I am writing code to take scraped HTML and turn it into wordcounts and eventually a word cloud. I am using Beautiful Soup to read the HTML file.
I would like to pull the strings from all the h2 tags.
To test getting a string I used:
title = wheatleySoup.h2.text
print(type(title))
print(title)
which returned
<class 'str'>
TO M AE C E N A S.
However, when I add that title to a list:
wheatleyPoems = []
wheatleyPoems.append(title)
print(type(wheatleyPoems[0]))
print(wheatleyPoems)
I get the following:
<class 'str'>
['\n TO\xa0\xa0M AE C E N A S.\n ']
Why are these different? Is there a way to get the nice raw str (as shown in the first return) in a list? I know I can get the bs4.element.NavigableStrings into a list, but I'd like to just have str types if possible.

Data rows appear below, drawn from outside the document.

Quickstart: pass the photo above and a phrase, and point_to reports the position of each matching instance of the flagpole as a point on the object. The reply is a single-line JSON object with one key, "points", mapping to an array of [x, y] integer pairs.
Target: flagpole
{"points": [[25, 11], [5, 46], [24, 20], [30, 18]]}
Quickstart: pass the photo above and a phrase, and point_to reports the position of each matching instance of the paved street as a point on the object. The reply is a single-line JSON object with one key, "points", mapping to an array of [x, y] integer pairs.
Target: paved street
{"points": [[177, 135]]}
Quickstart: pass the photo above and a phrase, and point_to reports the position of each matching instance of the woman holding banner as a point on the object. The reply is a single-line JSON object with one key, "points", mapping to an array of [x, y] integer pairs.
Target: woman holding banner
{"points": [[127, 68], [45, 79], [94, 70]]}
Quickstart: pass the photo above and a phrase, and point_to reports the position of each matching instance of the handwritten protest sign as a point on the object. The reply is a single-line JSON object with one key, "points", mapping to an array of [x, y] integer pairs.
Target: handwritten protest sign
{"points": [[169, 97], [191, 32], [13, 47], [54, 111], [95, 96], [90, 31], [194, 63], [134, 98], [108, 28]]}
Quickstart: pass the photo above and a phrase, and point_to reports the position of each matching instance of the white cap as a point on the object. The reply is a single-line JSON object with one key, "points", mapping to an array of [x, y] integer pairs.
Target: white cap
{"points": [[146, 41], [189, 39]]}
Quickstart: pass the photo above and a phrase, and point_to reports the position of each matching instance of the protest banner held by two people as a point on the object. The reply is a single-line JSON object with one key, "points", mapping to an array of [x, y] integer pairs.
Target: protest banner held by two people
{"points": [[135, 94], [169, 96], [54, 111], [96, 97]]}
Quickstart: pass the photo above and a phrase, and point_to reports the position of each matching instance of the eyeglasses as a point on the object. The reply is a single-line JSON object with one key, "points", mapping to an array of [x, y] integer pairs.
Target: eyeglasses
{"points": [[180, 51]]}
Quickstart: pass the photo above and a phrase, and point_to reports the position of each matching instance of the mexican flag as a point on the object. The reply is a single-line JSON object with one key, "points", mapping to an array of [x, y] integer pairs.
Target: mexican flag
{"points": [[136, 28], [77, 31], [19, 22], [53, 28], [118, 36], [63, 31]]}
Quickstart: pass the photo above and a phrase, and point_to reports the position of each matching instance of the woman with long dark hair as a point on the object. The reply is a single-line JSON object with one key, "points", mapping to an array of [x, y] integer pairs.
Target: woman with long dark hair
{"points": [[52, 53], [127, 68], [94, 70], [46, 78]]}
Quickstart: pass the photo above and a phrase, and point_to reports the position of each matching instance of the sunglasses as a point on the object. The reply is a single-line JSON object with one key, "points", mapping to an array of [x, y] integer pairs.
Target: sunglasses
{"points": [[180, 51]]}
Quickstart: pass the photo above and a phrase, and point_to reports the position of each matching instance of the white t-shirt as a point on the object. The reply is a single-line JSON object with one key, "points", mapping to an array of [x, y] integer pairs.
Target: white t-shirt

The above was just testing the code and figuring out the data types. I would eventually need all the titles and will be using .find_all()
I have already built this code:
titles = wheatleySoup.find_all('h2')
for item in titles:
item=str(item)
print(item)
wheatleyTitles.append(item)
Which takes the bs4.element.NavigableStrings and turns them into str types. But, then I have a list that looks like this:
['\n TO\xa0\xa0M AE C E N A S.\n ', '\n O N\xa0\xa0V I R T U E.\n ', '\n TO THE UNIVERSITY OF CAMBRIDGE, IN NEW-ENGLAND.\n ', '\n TO THE KING’S MOST EXCELLENT MAJESTY. 1768.\n ', '\n ON BEING BROUGHT FROM AFRICA TO AMERICA.\n ', '\n ON THE DEATH OF THE REV. DR. SEWELL, 1769.\n
Instead of the nice clean strings I get when I use:
title = wheatleySoup.h2.text
print(type(title))
print(title)
Return:
<class 'str'>
TO M AE C E N A S.
as shown above.
I have also used Beautiful Soup's .string to store the navigable strings in a list, but I would prefer to have str instead.
I have also created a list as shown above and written a regex to clean it, I'm just wondering if I can cut down that step.